News Corporation shares rallied today amid reports it may bring forward plans to split Rupert Murdoch's chairman and chief executive role in the wake of the phone hacking scandal.
It is understood that some News Corp board members want to promote chief operating officer Chase Carey to the chief executive role to succeed Mr Murdoch, leaving the 80-year-old as chairman.
Their decision may depend on how Mr Murdoch's performance in front of the Culture, Media and Sport Treasury Select Committee is received by the public and analysts.
Analysts questioned though whether any changes would be possible without the agreement of the Murdoch family as it has effective control of the company's voting shares.
Chase Carey is also seen as a staunch ally of Rupert Murdoch.
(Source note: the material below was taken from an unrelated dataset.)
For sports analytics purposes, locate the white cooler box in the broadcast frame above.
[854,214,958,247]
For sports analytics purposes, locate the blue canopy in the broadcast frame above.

Shares in News Corp have fallen by 17% since the phone hacking scandal erupted two weeks ago, though they clawed back some of the losses today, rising by some 5%.
They were also boosted after ratings agency Moody's gave said the phone hacking scandal would not affect its debt rating.
Moody's stance help reassure investors after rival ratings agency Standard & Poor's (S&P) had placed News Corp on negative rating watch because of the possible fall-out from the scandal.
S&P said News Corp faced increased reputational, management and litigation risks because of what had happened.
Moody's, by contrast, took a much more sanguine view.
Its report said it did not expect the debt rating and stable outlook to be affected and highlighted the group's diversity.